Derrière cette démarche de science participative, c’est tout un réseau international de collaborateurs qui se met en place. "C’est
la première fois qu’un réseau à l’échelle extra-européenne met en
relation des personnes qui travaillent sur les cours d’eau intermittents
!" Cette initiative fait suite à un projet de synthèse et analyse
de la biodiversité des rivières intermittentes, également porté par
Thibault Datry.

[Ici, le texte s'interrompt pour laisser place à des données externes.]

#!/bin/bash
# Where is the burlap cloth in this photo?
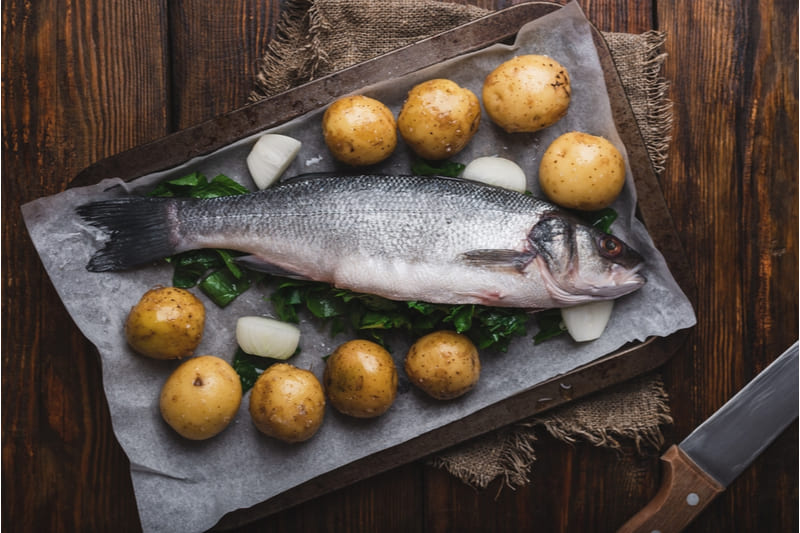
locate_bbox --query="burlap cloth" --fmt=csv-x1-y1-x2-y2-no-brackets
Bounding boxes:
252,0,672,488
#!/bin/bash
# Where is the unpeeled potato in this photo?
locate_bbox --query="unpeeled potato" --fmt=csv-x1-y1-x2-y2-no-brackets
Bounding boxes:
125,287,206,359
405,330,481,400
322,95,397,166
482,54,572,133
322,339,397,418
397,78,481,160
249,363,325,442
539,131,625,211
159,355,242,440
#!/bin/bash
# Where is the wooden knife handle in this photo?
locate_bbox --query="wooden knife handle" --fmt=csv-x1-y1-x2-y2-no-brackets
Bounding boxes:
617,444,725,533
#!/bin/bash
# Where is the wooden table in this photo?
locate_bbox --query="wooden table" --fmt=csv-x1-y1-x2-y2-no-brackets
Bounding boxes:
2,0,798,533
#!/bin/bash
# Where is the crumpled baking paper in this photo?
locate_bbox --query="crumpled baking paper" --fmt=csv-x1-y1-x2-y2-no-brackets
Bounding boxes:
18,3,695,533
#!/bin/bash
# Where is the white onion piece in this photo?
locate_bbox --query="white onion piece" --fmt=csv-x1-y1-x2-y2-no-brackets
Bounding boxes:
236,316,300,360
462,156,528,192
247,133,302,189
561,300,614,342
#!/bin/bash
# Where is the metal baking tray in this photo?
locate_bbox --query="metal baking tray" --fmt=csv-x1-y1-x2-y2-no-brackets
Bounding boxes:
70,2,695,530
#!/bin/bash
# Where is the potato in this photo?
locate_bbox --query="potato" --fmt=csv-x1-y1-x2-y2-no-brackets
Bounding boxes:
539,131,625,211
250,363,325,442
159,355,242,440
125,287,206,359
322,339,397,418
397,79,481,160
482,54,572,133
322,95,397,166
405,330,481,400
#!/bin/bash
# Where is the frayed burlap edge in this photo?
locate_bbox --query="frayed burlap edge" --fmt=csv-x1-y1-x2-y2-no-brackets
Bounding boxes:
250,0,329,101
427,374,673,489
603,30,673,174
250,0,490,101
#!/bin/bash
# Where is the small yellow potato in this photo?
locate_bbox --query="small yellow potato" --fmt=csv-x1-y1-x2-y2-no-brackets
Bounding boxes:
482,54,572,133
322,95,397,166
539,131,625,211
250,363,325,442
397,78,481,160
322,339,397,418
405,330,481,400
159,355,242,440
125,287,206,359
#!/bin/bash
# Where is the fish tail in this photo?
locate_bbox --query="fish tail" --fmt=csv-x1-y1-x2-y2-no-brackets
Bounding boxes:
77,197,176,272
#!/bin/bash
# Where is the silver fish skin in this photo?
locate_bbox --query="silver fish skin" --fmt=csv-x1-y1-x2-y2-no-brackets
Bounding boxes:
78,175,645,309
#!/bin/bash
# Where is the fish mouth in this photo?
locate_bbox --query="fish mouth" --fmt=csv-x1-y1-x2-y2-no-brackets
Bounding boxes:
535,257,647,306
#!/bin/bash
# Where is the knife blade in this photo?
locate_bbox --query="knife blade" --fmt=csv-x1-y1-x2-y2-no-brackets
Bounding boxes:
618,342,798,533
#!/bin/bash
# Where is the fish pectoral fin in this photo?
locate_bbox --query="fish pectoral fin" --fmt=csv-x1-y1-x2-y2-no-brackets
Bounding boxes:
461,249,534,272
234,255,308,280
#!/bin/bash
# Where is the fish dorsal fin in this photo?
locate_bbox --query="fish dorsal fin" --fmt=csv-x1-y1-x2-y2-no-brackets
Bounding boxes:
461,249,534,272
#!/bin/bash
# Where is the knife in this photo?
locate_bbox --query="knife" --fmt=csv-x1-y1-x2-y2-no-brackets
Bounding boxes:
617,342,798,533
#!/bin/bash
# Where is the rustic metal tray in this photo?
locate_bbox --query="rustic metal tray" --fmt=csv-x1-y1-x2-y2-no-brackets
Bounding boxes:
70,2,695,529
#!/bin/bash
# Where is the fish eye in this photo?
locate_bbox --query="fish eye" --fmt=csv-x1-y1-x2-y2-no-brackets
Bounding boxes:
598,235,624,259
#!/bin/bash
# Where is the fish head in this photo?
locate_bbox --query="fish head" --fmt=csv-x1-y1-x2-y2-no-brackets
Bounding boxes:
528,214,646,305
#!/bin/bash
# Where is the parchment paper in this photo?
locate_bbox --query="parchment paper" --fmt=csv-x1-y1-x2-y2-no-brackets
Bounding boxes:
22,3,695,532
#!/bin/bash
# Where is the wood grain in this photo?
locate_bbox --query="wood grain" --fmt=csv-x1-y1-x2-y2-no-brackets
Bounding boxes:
2,0,798,533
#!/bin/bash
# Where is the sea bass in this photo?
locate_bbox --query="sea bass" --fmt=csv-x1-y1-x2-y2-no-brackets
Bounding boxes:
78,174,645,309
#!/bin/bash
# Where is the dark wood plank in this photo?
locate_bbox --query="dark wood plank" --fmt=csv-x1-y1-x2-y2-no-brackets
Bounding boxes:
652,1,798,531
169,0,280,129
2,2,167,531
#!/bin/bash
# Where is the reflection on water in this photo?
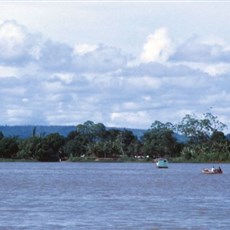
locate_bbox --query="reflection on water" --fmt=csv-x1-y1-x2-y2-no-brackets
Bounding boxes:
0,163,230,230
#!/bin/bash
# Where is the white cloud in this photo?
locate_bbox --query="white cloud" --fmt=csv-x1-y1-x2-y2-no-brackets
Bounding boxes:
0,17,230,128
0,20,40,65
74,44,97,56
141,28,173,63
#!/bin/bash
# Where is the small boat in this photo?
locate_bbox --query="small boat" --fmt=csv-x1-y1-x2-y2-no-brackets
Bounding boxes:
155,158,168,168
201,167,223,174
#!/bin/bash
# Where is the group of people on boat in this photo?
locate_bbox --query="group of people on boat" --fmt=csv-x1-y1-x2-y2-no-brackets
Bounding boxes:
211,166,222,173
202,166,223,174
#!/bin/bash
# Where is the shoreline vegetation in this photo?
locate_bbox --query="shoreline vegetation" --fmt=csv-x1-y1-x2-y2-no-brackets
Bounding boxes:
0,157,230,164
0,113,230,163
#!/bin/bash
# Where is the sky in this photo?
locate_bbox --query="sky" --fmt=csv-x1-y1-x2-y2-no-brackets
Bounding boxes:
0,0,230,129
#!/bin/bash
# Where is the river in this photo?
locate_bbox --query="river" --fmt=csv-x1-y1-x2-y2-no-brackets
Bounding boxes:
0,162,230,230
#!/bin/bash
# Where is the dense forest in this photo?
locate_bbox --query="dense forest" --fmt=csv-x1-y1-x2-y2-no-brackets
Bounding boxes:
0,113,230,162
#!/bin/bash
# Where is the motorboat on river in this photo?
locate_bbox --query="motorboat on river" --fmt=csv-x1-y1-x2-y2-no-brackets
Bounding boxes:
201,167,223,174
155,158,168,168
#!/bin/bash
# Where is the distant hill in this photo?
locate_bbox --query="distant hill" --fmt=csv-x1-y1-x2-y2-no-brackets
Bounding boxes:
0,125,146,138
0,125,76,138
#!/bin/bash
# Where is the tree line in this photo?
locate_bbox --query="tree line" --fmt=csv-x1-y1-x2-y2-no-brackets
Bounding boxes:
0,113,230,162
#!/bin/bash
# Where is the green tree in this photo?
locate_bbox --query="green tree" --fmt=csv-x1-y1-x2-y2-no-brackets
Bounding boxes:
0,137,19,158
142,121,177,158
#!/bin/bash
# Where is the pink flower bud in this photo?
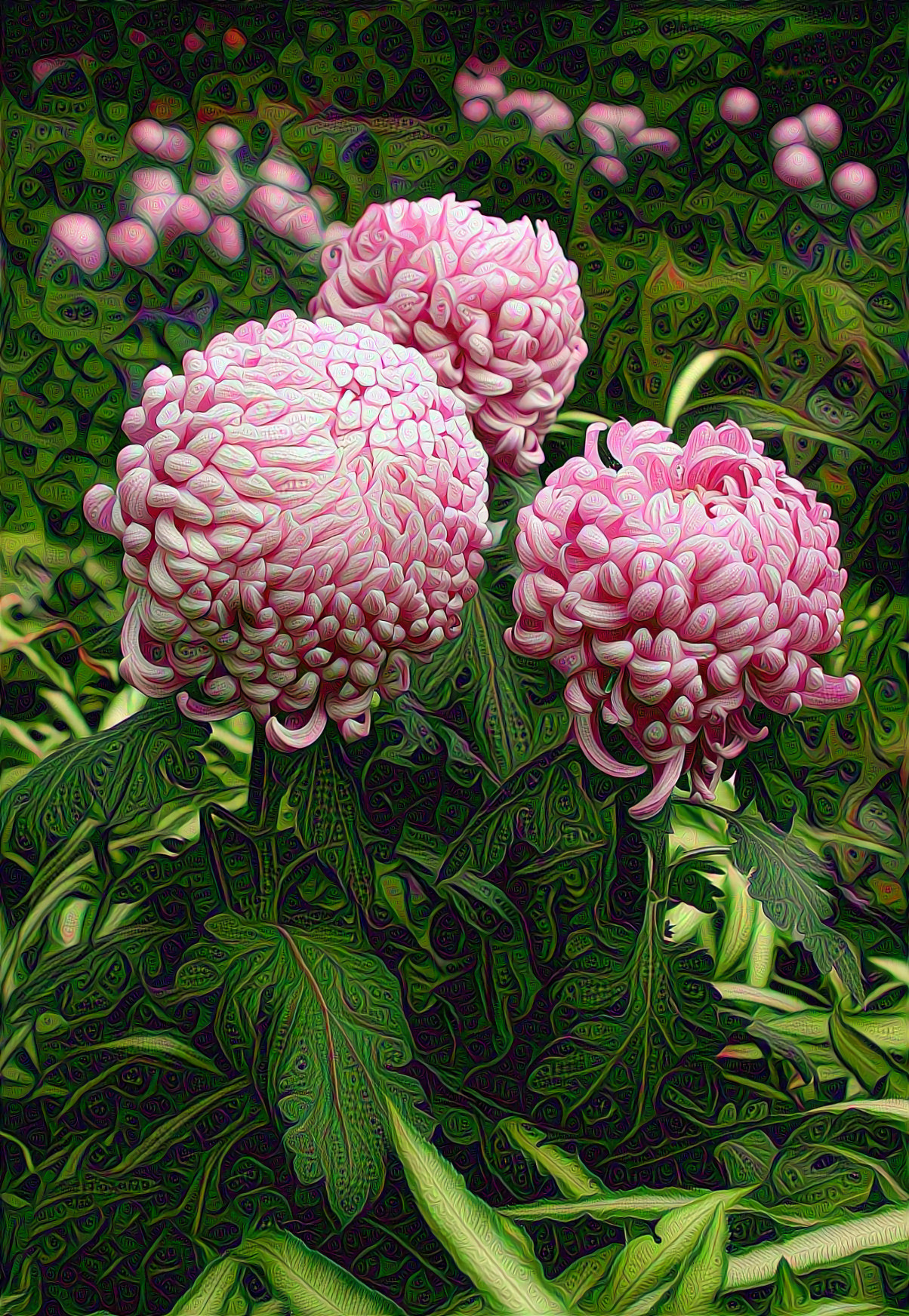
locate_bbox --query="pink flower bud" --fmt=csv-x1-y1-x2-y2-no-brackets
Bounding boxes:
106,220,158,266
310,193,587,474
506,420,859,819
830,161,877,211
771,118,808,149
461,96,491,124
85,314,490,750
204,214,244,265
42,214,106,274
719,87,760,128
773,146,824,192
798,106,843,152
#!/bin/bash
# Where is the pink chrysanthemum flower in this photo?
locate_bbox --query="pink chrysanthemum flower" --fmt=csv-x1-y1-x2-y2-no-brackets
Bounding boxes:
310,195,587,475
506,420,859,819
85,303,490,749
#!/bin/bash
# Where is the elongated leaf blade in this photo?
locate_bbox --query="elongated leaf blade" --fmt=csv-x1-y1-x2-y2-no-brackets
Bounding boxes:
389,1104,569,1316
170,1257,246,1316
658,1203,729,1316
207,915,433,1222
499,1118,607,1201
723,1206,909,1291
233,1229,405,1316
599,1188,747,1312
504,1188,710,1220
729,810,861,1000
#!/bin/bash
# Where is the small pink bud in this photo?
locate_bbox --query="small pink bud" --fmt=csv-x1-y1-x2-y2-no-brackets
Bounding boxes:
205,214,244,265
719,87,760,128
106,220,158,266
771,118,808,147
798,106,843,152
48,214,106,274
830,161,877,211
461,97,490,124
773,146,824,192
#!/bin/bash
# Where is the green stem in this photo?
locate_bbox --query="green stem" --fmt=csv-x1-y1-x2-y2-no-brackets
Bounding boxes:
640,804,672,902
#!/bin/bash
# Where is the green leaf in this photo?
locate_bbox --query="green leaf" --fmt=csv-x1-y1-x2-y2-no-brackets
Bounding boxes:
389,1104,568,1316
599,1188,747,1311
233,1229,405,1316
830,1003,895,1096
656,1203,729,1316
729,808,861,1000
205,915,432,1224
812,1096,909,1133
104,1079,249,1176
723,1206,909,1293
170,1257,246,1316
499,1118,607,1201
287,733,375,909
769,1257,812,1316
502,1188,711,1220
412,474,568,780
0,699,208,862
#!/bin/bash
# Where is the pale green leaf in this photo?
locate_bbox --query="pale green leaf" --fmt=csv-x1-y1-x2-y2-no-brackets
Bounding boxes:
233,1229,405,1316
658,1203,729,1316
504,1188,710,1220
601,1188,748,1311
389,1102,569,1316
499,1118,607,1201
170,1257,246,1316
106,1078,249,1175
723,1206,909,1291
727,810,861,1000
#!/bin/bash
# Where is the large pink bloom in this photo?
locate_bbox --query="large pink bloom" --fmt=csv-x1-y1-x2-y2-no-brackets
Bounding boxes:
310,195,587,475
506,420,859,817
85,311,490,749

Et après ? "On peut imaginer tout un tas d’autres
manips, notamment pour décrire les communautés d’invertébrés terrestres
dans les rivières intermittentes. L’idée est d’inscrire ce projet dans
la durée." Rivières intermittentes, mais recherches en continu donc…
La collaboration se poursuit en ligne sur les réseaux sociaux,
notamment Twitter : des laboratoires/équipes annoncent leur
participation, des scientifiques partagent leurs manips en direct, etc.